I have a class with several static methods that is being used in a CLR SQL stored procedure method. I ended up writing a wrapper with non-static methods that implements an interface of the methods I want.
I'm doing this so that I can write a unit test. However, the unit test is for a static method that also has another dependency that I can't figure out how to work around.
Note: CLR Stored Procedures need to be static.
public class MyHelperWrapper : IMyHelper
{
public void DoStuff(List<MyObject> list)
{
MyHelper.DoStuff(list); // Static method that sends data to database.
}
}
public class FakeMyHelperWrapper : IMyHelper
{
public void DoStuff(List<MyObject> list)
{
// don't do anything??
}
}
public class MyCLRClass
{
public static void My_Stored_Proc(string a, string b)
{
MyPrivateStaticMethod(a, b);
}
private static void MyPrivateStaticMethod(string a, string b)
{
List<MyObj> list = new List<MyObject>();
MyObject obj = new MyObject(a, b);
list.Add(obj);
MyHelperWrapper.DoStuff(list); // MyWrapper is wrapped around the static methods of the class MyHelper
}
private static string Format(string b)
{
// ... format ...
return bFormatted;
}
}
At the end of the day, I guess I really just need to test that the method creates a new object based on the parameters a and b and then adds it to a list.
My issues:
- The method is void so what's the proper way to even test this? Just make sure no errors happen?

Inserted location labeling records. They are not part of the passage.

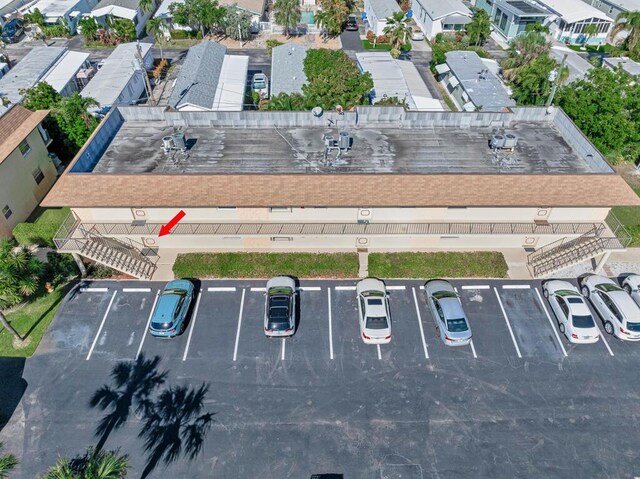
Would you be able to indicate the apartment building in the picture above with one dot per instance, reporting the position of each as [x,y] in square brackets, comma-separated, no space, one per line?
[26,171]
[377,178]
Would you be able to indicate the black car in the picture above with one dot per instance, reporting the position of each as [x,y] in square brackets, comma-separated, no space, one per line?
[352,24]
[12,30]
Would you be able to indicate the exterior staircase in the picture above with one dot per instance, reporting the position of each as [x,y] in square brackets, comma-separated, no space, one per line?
[569,251]
[121,254]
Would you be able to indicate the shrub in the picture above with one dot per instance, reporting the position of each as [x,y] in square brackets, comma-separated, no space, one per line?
[59,268]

- If I'm injecting fake classes (such as a fake MyHelperWrapper) then I'm basically bypassing a bunch of the code. This seems bad to me?
- If I were to continue this route, how can I inject a fake class for MyObject? This seems kind of bad because then I'm not testing that the object is created how I expect.
- Is there a better way? Maybe I have to refactor MyObject to use DI as well but this all seems kind of hacky just to test that an object is added to a list.